Keamanan Jurnalis, Tak Ada Berita Semahal Nyawa

Matinya sembilan jurnalis lantaran berita, kembali dikuak. Lewat diskusi bertajuk Diseminasi Buku Digital, Mati Karena Berita, yang ditaja Aliansi Jurnalitik Independen atau AJI Indonesia. Kegiatan ini dilakukan secara daring melalui platform Zoom Meeting dan Youtube pada Rabu (12/10).

Musdalifah Fachri selaku pemandu jalannya acara, katakan ada delapan dari sembilan kasus yang tak kunjung tuntas penanganan. Hal ini disebabkan lantaran kurangnya data dan riset untuk lakukan advokasi.

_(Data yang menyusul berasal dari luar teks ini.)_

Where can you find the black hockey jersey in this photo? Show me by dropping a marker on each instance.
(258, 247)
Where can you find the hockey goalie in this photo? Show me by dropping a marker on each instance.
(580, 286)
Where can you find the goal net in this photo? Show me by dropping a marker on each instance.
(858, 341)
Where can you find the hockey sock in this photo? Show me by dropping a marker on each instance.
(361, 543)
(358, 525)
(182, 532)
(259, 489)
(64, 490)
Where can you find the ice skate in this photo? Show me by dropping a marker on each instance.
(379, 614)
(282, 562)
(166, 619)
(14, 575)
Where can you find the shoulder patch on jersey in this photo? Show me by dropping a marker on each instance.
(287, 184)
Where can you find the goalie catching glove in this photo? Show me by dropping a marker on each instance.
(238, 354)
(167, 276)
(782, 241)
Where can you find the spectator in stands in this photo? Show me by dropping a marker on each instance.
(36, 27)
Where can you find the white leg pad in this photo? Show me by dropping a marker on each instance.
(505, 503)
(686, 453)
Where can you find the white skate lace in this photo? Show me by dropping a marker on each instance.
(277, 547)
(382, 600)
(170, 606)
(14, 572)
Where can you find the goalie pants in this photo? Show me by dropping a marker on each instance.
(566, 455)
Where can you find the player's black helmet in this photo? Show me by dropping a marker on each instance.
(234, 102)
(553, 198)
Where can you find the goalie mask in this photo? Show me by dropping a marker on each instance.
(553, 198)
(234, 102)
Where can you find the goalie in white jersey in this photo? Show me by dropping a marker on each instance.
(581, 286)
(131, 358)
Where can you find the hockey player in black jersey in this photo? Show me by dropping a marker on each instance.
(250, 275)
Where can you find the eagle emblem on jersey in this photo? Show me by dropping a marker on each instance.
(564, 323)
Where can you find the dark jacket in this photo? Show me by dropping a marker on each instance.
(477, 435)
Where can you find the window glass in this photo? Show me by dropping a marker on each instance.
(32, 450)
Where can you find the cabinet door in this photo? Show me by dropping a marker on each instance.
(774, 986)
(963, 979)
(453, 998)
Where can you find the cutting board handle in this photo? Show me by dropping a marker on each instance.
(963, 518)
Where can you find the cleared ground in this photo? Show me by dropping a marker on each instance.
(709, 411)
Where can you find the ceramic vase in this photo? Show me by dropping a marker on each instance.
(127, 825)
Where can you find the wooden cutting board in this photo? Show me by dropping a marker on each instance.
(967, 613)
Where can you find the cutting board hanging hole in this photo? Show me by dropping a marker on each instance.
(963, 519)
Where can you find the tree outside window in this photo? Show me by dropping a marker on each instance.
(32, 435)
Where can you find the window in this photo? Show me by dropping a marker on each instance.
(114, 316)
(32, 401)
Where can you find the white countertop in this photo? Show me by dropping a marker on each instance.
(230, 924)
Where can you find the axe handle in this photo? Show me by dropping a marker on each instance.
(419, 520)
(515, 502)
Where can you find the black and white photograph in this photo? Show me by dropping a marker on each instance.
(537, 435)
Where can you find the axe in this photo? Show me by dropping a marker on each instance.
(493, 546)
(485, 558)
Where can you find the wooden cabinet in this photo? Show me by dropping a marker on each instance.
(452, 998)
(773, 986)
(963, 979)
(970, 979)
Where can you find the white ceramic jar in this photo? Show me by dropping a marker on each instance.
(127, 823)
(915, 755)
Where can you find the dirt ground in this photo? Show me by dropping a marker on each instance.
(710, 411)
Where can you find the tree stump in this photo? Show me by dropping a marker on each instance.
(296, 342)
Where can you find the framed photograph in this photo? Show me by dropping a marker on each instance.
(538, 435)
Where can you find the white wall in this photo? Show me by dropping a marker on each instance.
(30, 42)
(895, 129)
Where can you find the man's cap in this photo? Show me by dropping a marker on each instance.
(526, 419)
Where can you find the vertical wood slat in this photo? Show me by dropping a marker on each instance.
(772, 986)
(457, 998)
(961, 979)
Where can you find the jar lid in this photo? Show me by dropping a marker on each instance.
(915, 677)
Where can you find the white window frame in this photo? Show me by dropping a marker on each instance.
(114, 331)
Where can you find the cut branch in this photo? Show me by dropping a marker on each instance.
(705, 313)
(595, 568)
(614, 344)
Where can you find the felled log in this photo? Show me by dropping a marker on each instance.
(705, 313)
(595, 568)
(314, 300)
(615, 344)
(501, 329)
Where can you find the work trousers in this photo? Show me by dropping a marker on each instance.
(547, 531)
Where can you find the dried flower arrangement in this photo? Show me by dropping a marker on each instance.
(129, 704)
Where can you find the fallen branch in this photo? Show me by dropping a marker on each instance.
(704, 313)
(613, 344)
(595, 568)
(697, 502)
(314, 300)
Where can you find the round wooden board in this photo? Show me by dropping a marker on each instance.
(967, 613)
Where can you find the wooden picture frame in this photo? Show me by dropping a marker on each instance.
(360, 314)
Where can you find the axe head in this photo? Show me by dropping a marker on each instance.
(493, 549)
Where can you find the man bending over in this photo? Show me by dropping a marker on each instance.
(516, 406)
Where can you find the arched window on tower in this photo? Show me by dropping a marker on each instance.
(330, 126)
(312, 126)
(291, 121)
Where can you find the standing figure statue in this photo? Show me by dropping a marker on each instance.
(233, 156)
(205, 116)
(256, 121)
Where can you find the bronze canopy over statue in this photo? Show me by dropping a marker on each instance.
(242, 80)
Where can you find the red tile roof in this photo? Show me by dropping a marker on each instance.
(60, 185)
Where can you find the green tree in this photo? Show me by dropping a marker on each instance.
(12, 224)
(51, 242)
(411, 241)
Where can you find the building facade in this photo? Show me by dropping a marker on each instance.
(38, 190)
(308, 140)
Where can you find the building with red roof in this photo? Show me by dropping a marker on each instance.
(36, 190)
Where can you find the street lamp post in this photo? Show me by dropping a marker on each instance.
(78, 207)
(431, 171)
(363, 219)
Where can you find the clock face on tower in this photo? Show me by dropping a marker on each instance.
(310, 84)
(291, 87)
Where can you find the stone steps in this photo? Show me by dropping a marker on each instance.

Dari buku ini senggol beberapa kisah tewasnya para jurnalis. Ialah Muhammad Syafruddin, Agus Mulyawan, dan Muhammad Jamal.

Sasmito sebagai ketua umum AJI dalam sambutannya pesankan bahwa tak ada berita semahal harga nyawa. Pembunuhan pada pers, sama saja dengan pembungkaman suara menurutnya.

“Jurnalis yang meninggal karena dibunuh ini sejatinya adalah kematian bagi kebebasan pers,” pungkas dia.

Agung Dharmajaya selaku dewan pers sumbang buah pikir. Ia usul untuk libatkan penegak hukum guna bahas dan advokasi kasus yang tak kunjung tuntas. Misalnya Kepolisian Negara Republik Indonesia atau Polri, Komnas HAM, Lembaga Perlindungan Saksi dan Korban (LPSK), dan sebagainya.

“Sehingga beban moral dan tanggung jawabnya sama,” imbuhnya.

Tanggapi ini, Umi Fadhillah Astutik beri respon positif. Ia adalah Hubungan Masyarakat Polri yang beri dukungan untuk pembentukan tim independen. “Kami dengan senang hati dan terbuka untuk membantu kasus-kasus  ini.”

Respon dari Lembaga Bantuan Hukum Pers, Mona Ervita ungkapkan bahwasannya pemeriksaan hukum perkara meninggalnya jurnalis tampak ada kejanggalan. Misalnya, muncul orang baru yang seolah dianggap sebagai pelaku. Inilah yang akibatkan publik fokus pada orang lain, bukan aktor utamanya. Pada kasus Munir misalnya.

Ada juga Novan Ivanhone Saleh, dari Kementrian Koordinator Bidang Politik, Hukum, dan Keamanan RI. Katanya, diperlukan regulasi untuk wartawan. Dibandingkannya pula perlindungan wartawan Indonesia dan wartawan asing. Menurutnya, perlindungan wartawan di dalam negeri tak sekuat dengan di luar. Tentunya hal ini tak jauh-jauh pula dari kekuatan hukum yang melindungi wartawan dari pekerjaannya.

“Mereka (wartawan asing} itu, dengan menggunakan kartu pers, maka sudah tidak akan ada yang mengganggu,” ucapnya.